Więcej atrakcji? Żaden problem!
Zamek w Łęczycy – został zbudowany przez króla Polski Kazimierza Wielkiego najprawdopodobniej w latach 1357-1365. Jest jednym z typowych architektonicznych założeń kazimierzowskich. Zajmował południowo-wschodnią część miasta. W swoich murach gościł trzech polskich królów: Władysława Jagiełłę, Kazimierza Jagiellończyka i Zygmunta III Wazę. Obecnie siedziba łęczyckiego muzeum.
Kopalnia soli „Kłodawa” – to największa i najgłębsza kopalnia soli w Polsce. Tu wydobywa się najczystszą sól kamienną na świecie o barwie białej i unikalnej różowej – to jedyne złoże tej soli w Europie. Kłodawskie pokłady soli powstały 250 milionów lat temu i od tego czasu pozostawały nietknięte głęboko pod ziemią. Sól wydobywana w Kłodawie znajduje zastosowanie jako sól kuchenna, sól dla przemysłu spożywczego, dla rolnictwa, dla przemysłu chemicznego, w drogownictwie do zimowego utrzymania dróg. Tutaj znajduje się też pokład soli magnezowo-potasowej, wykorzystywanej w celach leczniczych. Wydobycie prowadzi się tradycyjną metodą górniczą, która pozwala zachować w pełni naturalne walory kłodawskiej soli.

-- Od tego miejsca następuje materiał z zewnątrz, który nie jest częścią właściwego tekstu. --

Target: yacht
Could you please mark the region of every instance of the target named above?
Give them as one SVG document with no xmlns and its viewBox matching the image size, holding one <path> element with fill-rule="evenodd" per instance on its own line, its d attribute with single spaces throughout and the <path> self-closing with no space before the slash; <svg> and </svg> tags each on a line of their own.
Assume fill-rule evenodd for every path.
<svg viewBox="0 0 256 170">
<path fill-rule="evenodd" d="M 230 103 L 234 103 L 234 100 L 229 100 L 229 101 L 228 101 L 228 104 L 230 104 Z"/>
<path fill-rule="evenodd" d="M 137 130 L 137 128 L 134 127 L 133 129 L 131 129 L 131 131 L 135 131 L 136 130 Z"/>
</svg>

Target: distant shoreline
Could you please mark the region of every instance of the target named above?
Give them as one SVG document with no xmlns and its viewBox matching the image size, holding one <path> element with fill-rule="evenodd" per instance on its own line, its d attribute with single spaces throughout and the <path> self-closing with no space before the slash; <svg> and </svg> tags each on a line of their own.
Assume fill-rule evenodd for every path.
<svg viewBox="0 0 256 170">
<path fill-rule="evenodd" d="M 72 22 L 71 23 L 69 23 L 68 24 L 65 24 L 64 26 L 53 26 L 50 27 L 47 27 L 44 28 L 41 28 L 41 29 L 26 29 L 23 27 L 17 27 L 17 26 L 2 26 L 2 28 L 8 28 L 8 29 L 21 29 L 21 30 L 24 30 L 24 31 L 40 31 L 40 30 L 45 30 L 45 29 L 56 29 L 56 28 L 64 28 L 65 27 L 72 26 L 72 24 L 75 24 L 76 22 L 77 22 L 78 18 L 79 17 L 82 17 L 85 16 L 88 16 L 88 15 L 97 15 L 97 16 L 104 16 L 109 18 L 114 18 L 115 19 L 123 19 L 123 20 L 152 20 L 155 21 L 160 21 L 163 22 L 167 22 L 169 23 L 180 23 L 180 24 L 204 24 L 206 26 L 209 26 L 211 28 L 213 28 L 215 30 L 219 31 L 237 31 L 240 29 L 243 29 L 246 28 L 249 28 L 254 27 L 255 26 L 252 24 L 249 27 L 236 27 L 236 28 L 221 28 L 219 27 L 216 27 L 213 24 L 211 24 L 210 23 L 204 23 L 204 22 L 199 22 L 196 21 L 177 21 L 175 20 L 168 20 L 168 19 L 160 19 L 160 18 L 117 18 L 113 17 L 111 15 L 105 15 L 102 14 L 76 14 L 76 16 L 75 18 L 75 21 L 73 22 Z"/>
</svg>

Zamek Uniejów – wybudowany został w latach 1360–1365 na miejscu starej fortalicji drewnianej, zniszczonej podczas najazdu Krzyżaków na miasto w 1331. Inicjatorem budowy zamku był arcybiskup gnieźnieński Jarosław Bogoria Skotnicki. Po pożarze w 1525 obiekt został przebudowany przez starostę Stanisława z Gomolina na renesansową rezydencję, którą ukończono w 1534 (wtedy utracił większość cech gotyckich). W latach 1956–1967 zamek odrestaurowano i zaadaptowano na archiwum. Aktualnie mieści się w nim hotel wraz z centrum konferencyjnym oraz restauracja.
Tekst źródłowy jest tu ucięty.